Retrieval-Augmented Generation (RAG) is an architecture pattern that enhances LLM responses by first retrieving relevant documents from an external knowledge base, then including those documents in the model's context when generating a response. Instead of relying solely on knowledge encoded during training (which can be outdated or incomplete), a RAG system searches a curated document corpus — company documentation, product databases, research papers, or any structured knowledge — and feeds the most relevant passages to the LLM alongside the user's question. This grounds the model's response in actual source material, dramatically reducing hallucinations and enabling answers based on information the model was never trained on.
Why it matters
RAG solves the two biggest problems with raw LLM deployment: hallucination and knowledge staleness. An LLM's training data has a cutoff date, and it has no access to proprietary organizational knowledge. RAG bridges both gaps by giving the model a "research step" before answering — consulting your actual documentation rather than relying on training-time memories. Organizations implementing RAG report accuracy improvements from 60-70% (raw LLM) to 90-95% (RAG-augmented) for knowledge-intensive tasks. RAG is also dramatically cheaper than fine-tuning for knowledge injection — updating the document corpus is instant and free, while retraining a model costs thousands and takes days. For these reasons, RAG has become the default architecture for enterprise AI assistants, customer support bots, and internal knowledge systems.
How it works
A RAG pipeline operates in three stages. First, the indexing stage: documents are split into chunks (paragraphs or sections), each chunk is converted to an embedding vector using an embedding model, and these vectors are stored in a vector database. Second, the retrieval stage: when a user asks a question, their query is also converted to an embedding, and the vector database finds the most similar document chunks using similarity search.

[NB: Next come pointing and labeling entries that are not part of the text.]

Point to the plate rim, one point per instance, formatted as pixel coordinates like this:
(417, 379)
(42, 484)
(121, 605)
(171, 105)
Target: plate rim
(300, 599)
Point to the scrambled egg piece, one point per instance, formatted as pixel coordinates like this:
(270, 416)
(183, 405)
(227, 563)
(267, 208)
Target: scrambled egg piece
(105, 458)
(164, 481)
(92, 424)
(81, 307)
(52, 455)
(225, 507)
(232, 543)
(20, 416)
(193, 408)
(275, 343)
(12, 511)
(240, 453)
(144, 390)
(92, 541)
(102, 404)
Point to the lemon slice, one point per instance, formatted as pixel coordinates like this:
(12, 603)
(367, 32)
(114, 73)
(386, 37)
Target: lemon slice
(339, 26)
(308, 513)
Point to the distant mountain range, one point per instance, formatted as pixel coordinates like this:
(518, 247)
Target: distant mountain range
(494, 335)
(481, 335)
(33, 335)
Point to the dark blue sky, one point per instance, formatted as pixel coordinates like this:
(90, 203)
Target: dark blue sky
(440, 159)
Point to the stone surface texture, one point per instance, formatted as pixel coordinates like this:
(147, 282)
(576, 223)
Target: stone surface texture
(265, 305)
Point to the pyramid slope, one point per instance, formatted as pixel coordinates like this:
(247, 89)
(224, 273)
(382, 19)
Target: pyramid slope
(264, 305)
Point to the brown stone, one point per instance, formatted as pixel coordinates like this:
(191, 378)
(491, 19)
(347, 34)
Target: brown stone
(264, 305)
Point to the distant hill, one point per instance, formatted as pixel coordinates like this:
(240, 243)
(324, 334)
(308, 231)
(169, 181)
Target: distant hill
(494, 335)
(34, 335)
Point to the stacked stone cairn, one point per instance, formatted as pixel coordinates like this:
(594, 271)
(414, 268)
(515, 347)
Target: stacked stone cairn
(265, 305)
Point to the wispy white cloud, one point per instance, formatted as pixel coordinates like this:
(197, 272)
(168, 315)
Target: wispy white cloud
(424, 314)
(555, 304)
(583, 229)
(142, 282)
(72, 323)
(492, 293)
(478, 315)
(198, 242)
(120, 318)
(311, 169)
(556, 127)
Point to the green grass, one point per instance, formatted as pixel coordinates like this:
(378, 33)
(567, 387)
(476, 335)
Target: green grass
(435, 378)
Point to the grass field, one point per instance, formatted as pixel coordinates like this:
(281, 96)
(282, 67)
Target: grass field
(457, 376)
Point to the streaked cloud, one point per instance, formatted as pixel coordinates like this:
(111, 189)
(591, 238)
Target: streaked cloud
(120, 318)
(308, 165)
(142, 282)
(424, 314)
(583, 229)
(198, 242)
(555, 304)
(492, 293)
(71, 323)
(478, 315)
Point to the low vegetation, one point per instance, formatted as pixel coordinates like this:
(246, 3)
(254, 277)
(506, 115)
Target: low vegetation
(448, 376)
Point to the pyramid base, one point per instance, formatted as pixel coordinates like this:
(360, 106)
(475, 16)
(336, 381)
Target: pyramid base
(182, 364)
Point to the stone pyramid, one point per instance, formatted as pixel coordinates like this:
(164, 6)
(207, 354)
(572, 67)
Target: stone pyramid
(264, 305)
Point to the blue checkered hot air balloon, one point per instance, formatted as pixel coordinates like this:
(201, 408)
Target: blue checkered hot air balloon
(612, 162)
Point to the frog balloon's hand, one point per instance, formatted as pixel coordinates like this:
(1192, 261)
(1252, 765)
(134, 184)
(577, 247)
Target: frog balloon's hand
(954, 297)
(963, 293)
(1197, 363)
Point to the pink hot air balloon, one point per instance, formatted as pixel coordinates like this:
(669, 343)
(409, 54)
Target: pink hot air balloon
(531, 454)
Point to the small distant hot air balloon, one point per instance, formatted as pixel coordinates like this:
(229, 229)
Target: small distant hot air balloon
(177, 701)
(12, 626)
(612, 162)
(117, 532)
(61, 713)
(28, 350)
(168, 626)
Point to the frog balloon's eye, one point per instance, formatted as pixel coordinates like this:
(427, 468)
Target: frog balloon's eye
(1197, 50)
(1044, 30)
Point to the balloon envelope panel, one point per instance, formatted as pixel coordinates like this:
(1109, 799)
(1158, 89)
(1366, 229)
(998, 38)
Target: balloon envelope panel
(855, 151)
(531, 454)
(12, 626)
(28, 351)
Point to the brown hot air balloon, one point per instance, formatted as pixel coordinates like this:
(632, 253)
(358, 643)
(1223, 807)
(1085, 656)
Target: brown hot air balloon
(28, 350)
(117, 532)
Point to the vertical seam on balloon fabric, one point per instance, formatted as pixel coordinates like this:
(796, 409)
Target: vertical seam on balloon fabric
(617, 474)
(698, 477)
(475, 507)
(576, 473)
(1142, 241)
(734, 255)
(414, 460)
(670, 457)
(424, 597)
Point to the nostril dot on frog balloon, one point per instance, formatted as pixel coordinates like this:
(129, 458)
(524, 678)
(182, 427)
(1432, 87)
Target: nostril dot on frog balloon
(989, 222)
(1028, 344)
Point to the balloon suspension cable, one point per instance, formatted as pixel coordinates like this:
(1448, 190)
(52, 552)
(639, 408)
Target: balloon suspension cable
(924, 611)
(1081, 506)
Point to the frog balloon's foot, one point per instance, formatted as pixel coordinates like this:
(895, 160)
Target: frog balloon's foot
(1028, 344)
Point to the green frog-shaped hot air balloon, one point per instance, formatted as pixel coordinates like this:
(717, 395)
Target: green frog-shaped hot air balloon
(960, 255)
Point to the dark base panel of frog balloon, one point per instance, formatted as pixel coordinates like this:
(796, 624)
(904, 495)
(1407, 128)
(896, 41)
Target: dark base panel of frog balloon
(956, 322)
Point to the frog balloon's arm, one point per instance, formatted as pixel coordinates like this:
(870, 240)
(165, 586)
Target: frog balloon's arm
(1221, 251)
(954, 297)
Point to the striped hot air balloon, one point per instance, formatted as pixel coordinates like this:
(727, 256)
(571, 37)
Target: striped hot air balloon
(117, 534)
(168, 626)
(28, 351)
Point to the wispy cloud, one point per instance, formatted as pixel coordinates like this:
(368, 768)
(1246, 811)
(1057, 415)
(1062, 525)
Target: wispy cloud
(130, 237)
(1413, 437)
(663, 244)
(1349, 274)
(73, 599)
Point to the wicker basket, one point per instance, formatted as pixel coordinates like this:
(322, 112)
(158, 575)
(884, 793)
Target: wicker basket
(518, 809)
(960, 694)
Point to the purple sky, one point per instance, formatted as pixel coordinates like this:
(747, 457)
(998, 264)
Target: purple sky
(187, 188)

Third, the generation stage: the retrieved chunks are inserted into the LLM's prompt as context, and the model generates a response grounded in that specific information. Advanced RAG implementations add reranking (scoring retrieved documents for relevance), hybrid search (combining semantic and keyword search), query transformation (reformulating the user's question for better retrieval), and citation tracking (linking response claims to source documents).
Example
A SaaS company deploys an AI support agent for their platform with 2,000 pages of documentation, 500 knowledge base articles, and 50 troubleshooting guides. Without RAG, the LLM answers based on its general training data — it knows about software support patterns but not the specific product. It hallucinates feature names, invents configuration steps, and references outdated workflows. With RAG, each customer question triggers a semantic search across the documentation corpus: "How do I configure SSO with Okta?" retrieves three relevant setup guide sections. The LLM generates its response using those specific sections as context, producing accurate, product-specific instructions with links to the source documentation. Resolution rate improves from 40% to 78%, and the system gracefully handles the 22% it cannot resolve by escalating with the retrieved context attached for the human agent.